In order to dynamically follow different conversations in a crowded environment, we must constantly direct attention to the auditory signal of interest and segregate sounds that originated from other sources. Normal- hearing listeners can achieve this task seamlessly, but hearing-impaired listeners, cochlear implant users, and individuals with (central) auditory processing disorders often find communicating in this everyday acoustic environment challenging. The long-term objective of this research is to characterize the cortical dynamics associated with different aspects of auditory attention and to incorporate these brain signals in a next- generation hearing assistive device that helps account for the listener's attentional focus. The current project is built on the hypothesis that there are distributed cortical regions that coordinate top-down and bottom-up auditory attention, and that these regions are functionally coupled to the auditory sensory areas differently depending on the task at hand. The brain dynamics associated with auditory attention are currently not well understood, and thus a necessary first step to achieve our long-term objective is to study the attentional network in normal-hearing listeners.

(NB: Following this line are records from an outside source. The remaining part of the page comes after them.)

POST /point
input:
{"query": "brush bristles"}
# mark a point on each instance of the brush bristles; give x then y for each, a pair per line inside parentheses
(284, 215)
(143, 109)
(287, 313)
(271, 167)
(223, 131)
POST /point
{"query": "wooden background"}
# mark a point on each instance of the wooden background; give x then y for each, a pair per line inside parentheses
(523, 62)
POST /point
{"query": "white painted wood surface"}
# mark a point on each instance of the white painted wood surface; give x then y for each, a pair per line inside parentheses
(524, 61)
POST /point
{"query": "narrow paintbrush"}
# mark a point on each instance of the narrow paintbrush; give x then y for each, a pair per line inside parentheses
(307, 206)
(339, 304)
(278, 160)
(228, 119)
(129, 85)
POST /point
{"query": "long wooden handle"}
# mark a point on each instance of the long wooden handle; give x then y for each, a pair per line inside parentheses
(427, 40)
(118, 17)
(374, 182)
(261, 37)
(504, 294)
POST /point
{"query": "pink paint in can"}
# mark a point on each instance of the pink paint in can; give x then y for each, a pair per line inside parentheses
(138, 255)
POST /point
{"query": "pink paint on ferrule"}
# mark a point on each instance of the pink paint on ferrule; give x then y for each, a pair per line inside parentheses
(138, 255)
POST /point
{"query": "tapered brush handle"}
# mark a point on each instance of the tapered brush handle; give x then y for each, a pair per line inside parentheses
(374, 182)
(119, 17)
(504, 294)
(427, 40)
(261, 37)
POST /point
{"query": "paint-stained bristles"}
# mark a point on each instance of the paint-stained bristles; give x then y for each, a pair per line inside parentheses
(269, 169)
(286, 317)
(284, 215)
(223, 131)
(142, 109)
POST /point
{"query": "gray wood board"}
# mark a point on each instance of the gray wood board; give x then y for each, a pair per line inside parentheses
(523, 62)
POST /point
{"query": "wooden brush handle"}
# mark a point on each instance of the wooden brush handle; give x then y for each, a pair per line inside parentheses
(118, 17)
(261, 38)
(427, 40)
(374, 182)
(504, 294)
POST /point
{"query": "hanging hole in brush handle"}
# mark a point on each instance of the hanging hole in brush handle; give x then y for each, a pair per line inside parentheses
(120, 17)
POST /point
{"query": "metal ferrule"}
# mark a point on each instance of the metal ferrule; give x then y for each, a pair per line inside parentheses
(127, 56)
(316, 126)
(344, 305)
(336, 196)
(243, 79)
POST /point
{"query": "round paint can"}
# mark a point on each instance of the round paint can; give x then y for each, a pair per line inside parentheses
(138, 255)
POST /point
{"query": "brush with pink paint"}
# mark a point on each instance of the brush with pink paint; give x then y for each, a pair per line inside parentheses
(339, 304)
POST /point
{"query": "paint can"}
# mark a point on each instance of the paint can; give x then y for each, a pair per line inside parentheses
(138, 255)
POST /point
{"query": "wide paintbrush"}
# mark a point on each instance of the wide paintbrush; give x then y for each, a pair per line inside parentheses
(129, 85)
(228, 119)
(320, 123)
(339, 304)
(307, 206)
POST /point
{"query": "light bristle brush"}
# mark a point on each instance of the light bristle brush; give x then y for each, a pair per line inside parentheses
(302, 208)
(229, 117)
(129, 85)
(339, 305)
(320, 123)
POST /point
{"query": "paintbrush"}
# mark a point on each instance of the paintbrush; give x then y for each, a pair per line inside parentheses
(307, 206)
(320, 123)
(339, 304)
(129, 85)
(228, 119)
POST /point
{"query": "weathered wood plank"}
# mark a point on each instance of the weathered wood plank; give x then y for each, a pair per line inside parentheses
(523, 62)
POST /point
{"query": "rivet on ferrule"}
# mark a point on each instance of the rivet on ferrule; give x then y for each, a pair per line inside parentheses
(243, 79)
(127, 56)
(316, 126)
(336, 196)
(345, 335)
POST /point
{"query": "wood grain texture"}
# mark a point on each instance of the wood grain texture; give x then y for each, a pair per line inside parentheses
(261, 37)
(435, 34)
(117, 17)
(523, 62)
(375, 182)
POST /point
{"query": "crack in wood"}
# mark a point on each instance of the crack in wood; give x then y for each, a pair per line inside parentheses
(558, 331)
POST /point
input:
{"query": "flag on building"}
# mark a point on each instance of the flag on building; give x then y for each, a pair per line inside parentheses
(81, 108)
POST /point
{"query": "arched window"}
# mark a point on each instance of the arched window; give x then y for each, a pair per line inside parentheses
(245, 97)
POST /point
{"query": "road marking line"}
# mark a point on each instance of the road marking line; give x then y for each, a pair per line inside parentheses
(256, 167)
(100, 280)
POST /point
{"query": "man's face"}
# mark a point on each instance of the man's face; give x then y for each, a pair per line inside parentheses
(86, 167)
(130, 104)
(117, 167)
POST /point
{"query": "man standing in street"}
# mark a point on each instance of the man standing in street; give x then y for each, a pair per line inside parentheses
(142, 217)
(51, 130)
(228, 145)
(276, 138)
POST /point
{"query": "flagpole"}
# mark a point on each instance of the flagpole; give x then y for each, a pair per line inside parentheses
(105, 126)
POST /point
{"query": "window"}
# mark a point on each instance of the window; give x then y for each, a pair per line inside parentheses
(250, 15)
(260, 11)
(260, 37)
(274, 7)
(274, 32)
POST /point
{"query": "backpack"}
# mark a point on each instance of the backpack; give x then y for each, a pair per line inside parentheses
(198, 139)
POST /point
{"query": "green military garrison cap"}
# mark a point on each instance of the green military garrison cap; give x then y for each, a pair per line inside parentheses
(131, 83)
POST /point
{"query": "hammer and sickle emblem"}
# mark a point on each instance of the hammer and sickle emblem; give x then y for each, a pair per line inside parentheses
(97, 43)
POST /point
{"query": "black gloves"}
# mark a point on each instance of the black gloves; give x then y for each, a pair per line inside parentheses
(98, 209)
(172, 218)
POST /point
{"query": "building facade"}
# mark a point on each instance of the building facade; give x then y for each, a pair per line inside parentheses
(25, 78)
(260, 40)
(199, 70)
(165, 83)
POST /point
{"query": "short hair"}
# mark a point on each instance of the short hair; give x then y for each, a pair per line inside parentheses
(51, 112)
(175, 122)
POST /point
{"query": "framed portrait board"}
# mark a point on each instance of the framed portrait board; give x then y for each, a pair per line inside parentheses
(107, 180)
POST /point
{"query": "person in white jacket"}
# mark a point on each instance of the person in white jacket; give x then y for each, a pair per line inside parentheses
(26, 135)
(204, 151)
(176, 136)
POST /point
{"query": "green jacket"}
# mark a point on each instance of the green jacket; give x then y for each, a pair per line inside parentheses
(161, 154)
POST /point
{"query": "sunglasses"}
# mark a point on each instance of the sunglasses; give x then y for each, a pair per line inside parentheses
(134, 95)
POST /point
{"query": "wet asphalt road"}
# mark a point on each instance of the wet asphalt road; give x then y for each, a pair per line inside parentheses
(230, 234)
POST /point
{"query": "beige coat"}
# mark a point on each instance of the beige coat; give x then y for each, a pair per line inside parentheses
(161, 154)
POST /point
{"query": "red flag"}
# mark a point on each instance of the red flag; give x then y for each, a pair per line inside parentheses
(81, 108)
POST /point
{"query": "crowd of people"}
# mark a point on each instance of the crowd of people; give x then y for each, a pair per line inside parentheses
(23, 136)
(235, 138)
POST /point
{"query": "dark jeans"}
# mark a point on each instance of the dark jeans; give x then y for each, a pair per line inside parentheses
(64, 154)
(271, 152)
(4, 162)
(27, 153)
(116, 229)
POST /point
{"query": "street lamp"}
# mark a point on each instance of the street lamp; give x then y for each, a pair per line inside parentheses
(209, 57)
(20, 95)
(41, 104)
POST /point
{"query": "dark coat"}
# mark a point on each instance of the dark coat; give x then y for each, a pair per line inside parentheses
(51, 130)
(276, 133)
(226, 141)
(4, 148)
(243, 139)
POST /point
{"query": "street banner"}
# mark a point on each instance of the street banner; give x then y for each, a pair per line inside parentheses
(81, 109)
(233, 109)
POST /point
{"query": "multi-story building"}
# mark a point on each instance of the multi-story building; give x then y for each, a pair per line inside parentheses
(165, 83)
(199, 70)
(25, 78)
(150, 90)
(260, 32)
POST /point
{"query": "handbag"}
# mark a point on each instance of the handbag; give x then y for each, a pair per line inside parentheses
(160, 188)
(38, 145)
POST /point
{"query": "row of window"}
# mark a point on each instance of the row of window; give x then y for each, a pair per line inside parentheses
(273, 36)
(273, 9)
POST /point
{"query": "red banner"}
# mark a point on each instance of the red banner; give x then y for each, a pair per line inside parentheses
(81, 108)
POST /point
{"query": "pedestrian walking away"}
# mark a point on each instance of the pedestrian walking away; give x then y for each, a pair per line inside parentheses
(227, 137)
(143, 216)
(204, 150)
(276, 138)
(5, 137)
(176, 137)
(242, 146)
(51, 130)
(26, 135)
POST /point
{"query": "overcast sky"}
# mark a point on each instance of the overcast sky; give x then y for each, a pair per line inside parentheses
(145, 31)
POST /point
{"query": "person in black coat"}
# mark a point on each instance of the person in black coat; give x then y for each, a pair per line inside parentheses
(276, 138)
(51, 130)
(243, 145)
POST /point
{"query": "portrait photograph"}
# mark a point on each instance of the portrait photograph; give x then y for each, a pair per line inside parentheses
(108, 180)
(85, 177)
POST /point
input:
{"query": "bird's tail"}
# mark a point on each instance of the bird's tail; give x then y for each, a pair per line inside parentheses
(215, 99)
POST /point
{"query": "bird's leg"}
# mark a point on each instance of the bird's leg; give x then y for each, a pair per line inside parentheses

The specific aims of this project seek to identify differences between the cortical regions recruited for attention based on spatial and non-spatial features (Aim 1), as well as how the rest of the cortex compensates when the peripheral auditory signal is degraded by simulating the reduction in spectrotemporal acuity experienced by listeners with hearing impairments and cochlear implant users (Aim 2). Furthermore, we propose to take a systems-level approach and investigate how other cortical regions communicate with the auditory sensory areas in order to coordinate switching and maintenance of attention in a crowded acoustical scene (Aim 3). Our proposal emphasizes designing behavioral paradigms that bridge the gap between psychoacoustics and neuroimaging research, thereby addressing how different regions of the cortex act in concert to aid us in communicating in everyday settings.
Listeners with hearing loss as well as users of hearing aids and cochlear implants often find it difficult to communicate in a crowded acoustic environment. By understanding how our brain can selectively attend to sounds of interest, we hope to inspire new signal processing techniques and aural rehabilitation strategies that would alleviate this daunting task of social interactions often faced by this population in everyday life.